Elsewhere, another young life is being extinguished among rubble and smoke. This man has been hit by a sniper's bullet. A direct hit to the head, just above the right temple. He drops like a stone, his companions scattering for cover as they try to see where the fatal shot came from before the next bullet finds them. There's panic, anger, fear.
The difference is, one of these deaths actually happened. That soldier is gone forever, his demise agonising and undignified. His body will be dragged from the battlefield and sent home to a grieving family in a box.
For the other soldier, playing the war on his console at home, death is a fleeting inconvenience. He'll respawn in 10 seconds and be back in the fray. The only lasting effect of his brutal demise will be wounded pride and a digital tick that brings his enemies closer to victory.
Arguably a cheap comparison, but one I'm finding harder and harder to ignore as the first-person shooter genre continues to thunder down the battle-damaged avenue of "realistic" war simulation.
I'm not about to make a shrill demand to BAN THIS SICK FILTH. Nor is this a hand-wringing plea for people to stop making these games, or playing them. I've enjoyed them myself and will probably continue to do so. This is more a personal exploration of the issues, an attempt to work out where we're heading with games like this - and if it's somewhere we want to be going.
Medal of Honor's upcoming rebrand from World War II veteran to Afghan commando crystallised my unease. A lot of the coverage has focused on the fact that you'll be able to play as the Taliban in multiplayer, because that's an obvious ethical hurdle, but that seems like a symptom rather than a cause.
No matter how well crafted the final game turns out to be, I just can't seem to get comfortable with the idea of play fighting in an ongoing conflict. I can't see myself enjoying bomb blasts and bullet hits that have real, deadly counterparts taking lives at this very moment.

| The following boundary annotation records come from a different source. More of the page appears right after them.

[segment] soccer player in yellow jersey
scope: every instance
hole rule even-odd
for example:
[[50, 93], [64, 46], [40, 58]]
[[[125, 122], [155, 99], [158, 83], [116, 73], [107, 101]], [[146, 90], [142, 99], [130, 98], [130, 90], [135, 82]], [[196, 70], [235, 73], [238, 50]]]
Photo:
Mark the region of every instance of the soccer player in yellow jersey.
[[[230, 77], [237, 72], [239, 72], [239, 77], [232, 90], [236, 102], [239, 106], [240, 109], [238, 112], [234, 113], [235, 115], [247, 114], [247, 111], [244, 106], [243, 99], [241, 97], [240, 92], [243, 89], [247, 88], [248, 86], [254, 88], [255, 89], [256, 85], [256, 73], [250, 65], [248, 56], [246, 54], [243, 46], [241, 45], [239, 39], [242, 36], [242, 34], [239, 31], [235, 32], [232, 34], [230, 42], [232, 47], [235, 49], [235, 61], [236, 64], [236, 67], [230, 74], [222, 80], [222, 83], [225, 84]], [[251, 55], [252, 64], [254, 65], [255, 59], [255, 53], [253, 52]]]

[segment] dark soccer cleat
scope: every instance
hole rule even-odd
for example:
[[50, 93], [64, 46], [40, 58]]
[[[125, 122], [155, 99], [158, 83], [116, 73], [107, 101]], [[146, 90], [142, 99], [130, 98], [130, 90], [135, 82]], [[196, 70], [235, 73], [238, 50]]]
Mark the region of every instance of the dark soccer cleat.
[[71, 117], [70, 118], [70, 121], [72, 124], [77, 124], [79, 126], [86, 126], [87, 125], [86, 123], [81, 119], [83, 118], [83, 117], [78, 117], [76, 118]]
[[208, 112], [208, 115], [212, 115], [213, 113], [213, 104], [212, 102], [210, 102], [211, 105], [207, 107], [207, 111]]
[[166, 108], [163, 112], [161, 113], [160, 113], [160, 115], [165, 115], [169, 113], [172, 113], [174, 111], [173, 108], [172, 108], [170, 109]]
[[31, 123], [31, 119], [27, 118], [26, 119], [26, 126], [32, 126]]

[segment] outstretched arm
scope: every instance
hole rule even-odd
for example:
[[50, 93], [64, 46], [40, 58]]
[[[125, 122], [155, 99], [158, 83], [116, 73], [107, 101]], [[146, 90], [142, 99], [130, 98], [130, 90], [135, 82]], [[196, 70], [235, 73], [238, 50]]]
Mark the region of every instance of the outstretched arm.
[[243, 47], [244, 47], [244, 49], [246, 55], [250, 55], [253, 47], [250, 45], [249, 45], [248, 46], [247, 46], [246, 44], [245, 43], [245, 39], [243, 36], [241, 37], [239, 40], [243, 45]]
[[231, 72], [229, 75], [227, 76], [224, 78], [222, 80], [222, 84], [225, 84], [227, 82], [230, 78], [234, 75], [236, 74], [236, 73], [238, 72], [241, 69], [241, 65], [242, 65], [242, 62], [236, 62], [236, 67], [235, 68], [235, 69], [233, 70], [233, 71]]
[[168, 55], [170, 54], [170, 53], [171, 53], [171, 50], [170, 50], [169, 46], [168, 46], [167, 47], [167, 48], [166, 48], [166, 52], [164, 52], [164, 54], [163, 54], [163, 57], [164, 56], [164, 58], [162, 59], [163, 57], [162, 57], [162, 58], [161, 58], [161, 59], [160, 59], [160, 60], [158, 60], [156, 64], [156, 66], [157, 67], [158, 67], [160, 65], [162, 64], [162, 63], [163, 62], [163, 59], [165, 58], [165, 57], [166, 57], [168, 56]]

Judging by straw polls of friends and discussions on internet message boards, I'm not the only one. Some bowed out when Call of Duty: World at War used archive footage of actual executions to heighten the tension of its opening level. Others said "enough" to Modern Warfare 2's "No Russian" linear shooting gallery of civilian targets.
Playing as a Taliban guerrilla, shooting US troops, will be the last straw for some. Playing a US soldier shooting impoverished insurgents may turn others off. It will be crossed by different people at different times but at some point, inevitably, a line appears in the sand.
It's in the realms of multiplayer where this issue arises most obviously. In a single-player story, even the dumbest shooter can offer up a sliver of context for what's happening. It's usually pretty poor context, but even a slender narrative can offer a small justification for indulging our more bloodthirsty urges.
In multiplayer, there's no narrative. We're playing purely for fun; character and story don't enter into the equation. It's all about the kill. We're rewarded for every enemy taken down, granted more weapons, able to become more and more lethal so long as we kill more than we die. As a gameplay mechanism, its simplicity is brilliant; as a primal link to our atrophying fight or flight response, it's invigorating. That's why so many of us flock to these games.